Now we’re going to get regional and “recreational,” though we’ll still have promotion and relegation opportunities. We’ll start adding in the SFL (recreational) teams here as well as teams from the two non-SFL clubs — Arlington (15 teams) and Vienna (five — they have 10 in a combined U13/U14 league, so divide in half).

SFL has two divisions, with the top one smaller than the second.


  • Loudoun Gray (ODSL)
  • Virginia Revolution WLFC United (ODSL)
  • PWSI Classic (NCSL-6)
  • Loudoun Silver (NCSL-6)
  • Great Falls Reston 1 (SFL-1)
  • Herndon 4 (SFL-1)
  • FPYC 2 (SFL-1)
  • NVSC 6 (SFL-1)
  • NVSC 5 (SFL-1)
  • Sterling 1 (SFL-1)
  • PWSI 3 (SFL-1)
  • Herndon 1 (SFL-1)


  • Alexandria Black (ODSL)
  • Capital FC White (NCSL-6)
  • Annandale 1 (SFL-1)
  • Springfield 1 (SFL-1)
  • Annandale 2 (SFL-1)
  • Gunston 1 (SFL-1)
  • Top four from Arlington
  • Top two from Vienna

Beyond that, we have:

  • 11 more from Arlington
  • 3 more from Vienna
  • 10 more from SFL-1
  • 32 from SFL-2

So that’s probably two more tiers of three regional divisions each.

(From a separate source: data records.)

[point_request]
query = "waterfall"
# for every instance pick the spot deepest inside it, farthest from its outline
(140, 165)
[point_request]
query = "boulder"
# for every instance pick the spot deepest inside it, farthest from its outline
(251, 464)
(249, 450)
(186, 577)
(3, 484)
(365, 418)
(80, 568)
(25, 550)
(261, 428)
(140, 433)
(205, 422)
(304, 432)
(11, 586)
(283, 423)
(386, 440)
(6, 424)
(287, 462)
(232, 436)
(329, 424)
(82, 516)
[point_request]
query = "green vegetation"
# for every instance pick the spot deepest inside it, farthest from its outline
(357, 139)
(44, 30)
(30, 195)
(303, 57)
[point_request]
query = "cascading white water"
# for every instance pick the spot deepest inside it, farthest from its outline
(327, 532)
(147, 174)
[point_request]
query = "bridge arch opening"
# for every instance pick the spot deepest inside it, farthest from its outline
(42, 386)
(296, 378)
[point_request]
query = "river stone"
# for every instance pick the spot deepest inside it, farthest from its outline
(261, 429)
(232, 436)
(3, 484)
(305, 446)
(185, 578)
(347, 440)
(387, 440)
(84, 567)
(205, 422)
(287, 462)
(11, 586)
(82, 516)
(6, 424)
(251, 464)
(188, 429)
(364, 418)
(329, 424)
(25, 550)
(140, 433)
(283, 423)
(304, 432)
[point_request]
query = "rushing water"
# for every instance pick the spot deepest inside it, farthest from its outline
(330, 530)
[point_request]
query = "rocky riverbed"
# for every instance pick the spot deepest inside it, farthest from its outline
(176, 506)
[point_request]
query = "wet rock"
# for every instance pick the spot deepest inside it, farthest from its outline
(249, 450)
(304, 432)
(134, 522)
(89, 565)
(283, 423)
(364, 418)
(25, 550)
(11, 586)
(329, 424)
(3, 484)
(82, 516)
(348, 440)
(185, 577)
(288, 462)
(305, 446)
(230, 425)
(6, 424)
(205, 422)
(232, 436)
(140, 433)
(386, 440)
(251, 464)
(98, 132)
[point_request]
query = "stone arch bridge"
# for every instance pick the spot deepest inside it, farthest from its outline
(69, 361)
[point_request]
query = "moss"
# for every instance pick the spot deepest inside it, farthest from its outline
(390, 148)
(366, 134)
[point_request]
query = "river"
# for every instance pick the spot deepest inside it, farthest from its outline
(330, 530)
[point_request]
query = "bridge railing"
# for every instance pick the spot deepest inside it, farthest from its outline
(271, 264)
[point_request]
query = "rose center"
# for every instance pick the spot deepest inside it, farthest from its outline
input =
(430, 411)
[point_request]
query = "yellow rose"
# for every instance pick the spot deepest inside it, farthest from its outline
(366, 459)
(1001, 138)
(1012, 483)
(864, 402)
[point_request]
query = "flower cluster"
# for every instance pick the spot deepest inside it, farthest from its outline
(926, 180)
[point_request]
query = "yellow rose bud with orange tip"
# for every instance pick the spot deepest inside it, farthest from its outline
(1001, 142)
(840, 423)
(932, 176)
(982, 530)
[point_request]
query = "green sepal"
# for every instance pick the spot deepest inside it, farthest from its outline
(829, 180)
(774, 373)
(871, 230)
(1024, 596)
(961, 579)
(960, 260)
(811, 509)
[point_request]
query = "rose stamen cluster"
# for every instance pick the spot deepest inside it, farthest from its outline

Over time, some of the SFL teams would probably work their way up into League Five. Other teams would be relegated — and this might keep them together. It’s frustrating to be the bottom team in a travel league with nowhere to go but splitsville.

The teams at the top divisions will always have an eye out for good players. Clubs will promote from within — perhaps a player on the FPYC Developmental 1 team will move up to League Five or even League Two.

Beyond that, kids can play with their friends and find their level. All without breaking the bank.